While the city’s budget for outdoor entertainment has shrunk, quality music-purveyors have found a way to continue and, in some cases, grow. This summer, Rush Hour Concerts—a weekly classical music series in St. James Episcopal Cathedral—expands with a giant ode to the solstice. The org leads the charge to connect Chicago to an international party on Tuesday 21, celebrating the longest day of the year with live music.
“We are joining over 400 cities around the world in making music for everyone,” says Deborah Sobol, Rush Hour Concerts artistic and executive director.

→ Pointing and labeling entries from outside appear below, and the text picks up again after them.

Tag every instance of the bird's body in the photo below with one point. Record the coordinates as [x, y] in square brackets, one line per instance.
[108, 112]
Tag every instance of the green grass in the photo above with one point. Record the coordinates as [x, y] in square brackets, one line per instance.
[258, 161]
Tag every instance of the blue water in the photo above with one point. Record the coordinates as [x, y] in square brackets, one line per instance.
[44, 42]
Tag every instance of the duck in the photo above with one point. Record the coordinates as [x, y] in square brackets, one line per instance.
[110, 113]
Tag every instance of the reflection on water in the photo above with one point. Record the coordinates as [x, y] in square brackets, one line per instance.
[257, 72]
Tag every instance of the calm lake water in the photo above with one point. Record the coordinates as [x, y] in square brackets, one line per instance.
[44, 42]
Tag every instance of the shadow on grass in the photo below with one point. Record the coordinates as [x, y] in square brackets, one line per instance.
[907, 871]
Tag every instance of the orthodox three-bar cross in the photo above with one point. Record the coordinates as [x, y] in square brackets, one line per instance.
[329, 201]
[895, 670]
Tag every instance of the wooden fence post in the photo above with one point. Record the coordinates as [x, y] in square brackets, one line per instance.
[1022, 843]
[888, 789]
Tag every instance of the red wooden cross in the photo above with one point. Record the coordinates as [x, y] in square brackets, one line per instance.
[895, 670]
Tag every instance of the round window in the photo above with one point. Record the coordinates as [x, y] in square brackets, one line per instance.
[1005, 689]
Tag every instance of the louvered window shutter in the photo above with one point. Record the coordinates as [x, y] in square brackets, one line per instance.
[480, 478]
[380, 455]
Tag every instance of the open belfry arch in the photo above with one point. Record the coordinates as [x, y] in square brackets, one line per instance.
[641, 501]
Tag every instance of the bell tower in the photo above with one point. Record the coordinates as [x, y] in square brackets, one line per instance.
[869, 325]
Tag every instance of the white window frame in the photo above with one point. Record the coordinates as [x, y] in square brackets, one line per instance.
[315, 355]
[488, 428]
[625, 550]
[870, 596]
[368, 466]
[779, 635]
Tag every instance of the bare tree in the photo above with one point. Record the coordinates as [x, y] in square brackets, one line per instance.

The summer-solstice event began 30 years ago in Paris as Fête de la Musique. Over time, it morphed into an informal national holiday in France and spread to 110 countries, from Egypt to Vietnam to Chile. Make Music New York originated five years ago, and now we join the global bash with Make Music Chicago. Hey, you can never be too late to a party.
At press time, the schedule of free, often interactive concerts was still shaping up, but some things were already set—including a three-hour St. James Episcopal Cathedral (65 E Huron St) finale, with music both outside and inside the grand Episcopalian church. Here’s a peek at a few more interesting confirmed events.
Daley Plaza, 118 N Clark St; noon–1:15pm
Former band geeks: Ever wanted to participate in a marching-band flash mob? Well, lunchtime in the Loop kicks off with Sousapalooza. Bring your instrument to play four famous Sousa marches, including “Stars and Stripes Forever.” (Download the set list and public-domain sheet music.) Not a tuba or trombone player? No worries: Immediately following is a sing-along of beloved opera and show tunes (shower not included), ranging from Verdi’s “La donna è mobile” to Gershwin’s “Summertime” to Larson’s “Seasons of Love.”
Prudential Plaza, Randolph St and Stetson Ave; 1–1:30pm
Don’t mope, folksters—Sousapalooza might not be your bag, but this handsome outdoor plaza (just north of Millennium Park’s Pritzker Pavilion) hosts the DIY concert Guitar Jam. Come strum to your heart’s content with dozens—maybe even hundreds!—of other guitarists. (A set list, plus a link to chords and lyrics, is here.)
Apple Store Lincoln Park; 801 W North Ave; time TBA
Have toy piano, will travel. Adam Marks—member of the acclaimed chamber group Fifth House Ensemble—performs the aptly named, eight-minute “John Cage Suite for Toy Piano” with his tiny 25-key Schoenhut piano, which his brother customized to look like Van Halen’s guitar.
Belmont Harbor, just south of Belmont Ave; 8–9pm
Before an after-dusk outdoor screening of Dirty Dancing, Make Music Chicago offers karaoke for all American Idol–wanna-bes. What will you choose: a duet featuring “The Time of My Life” or a solo version of “She’s Like the Wind”? (It’s a ballsy move to try to top the Swayze.)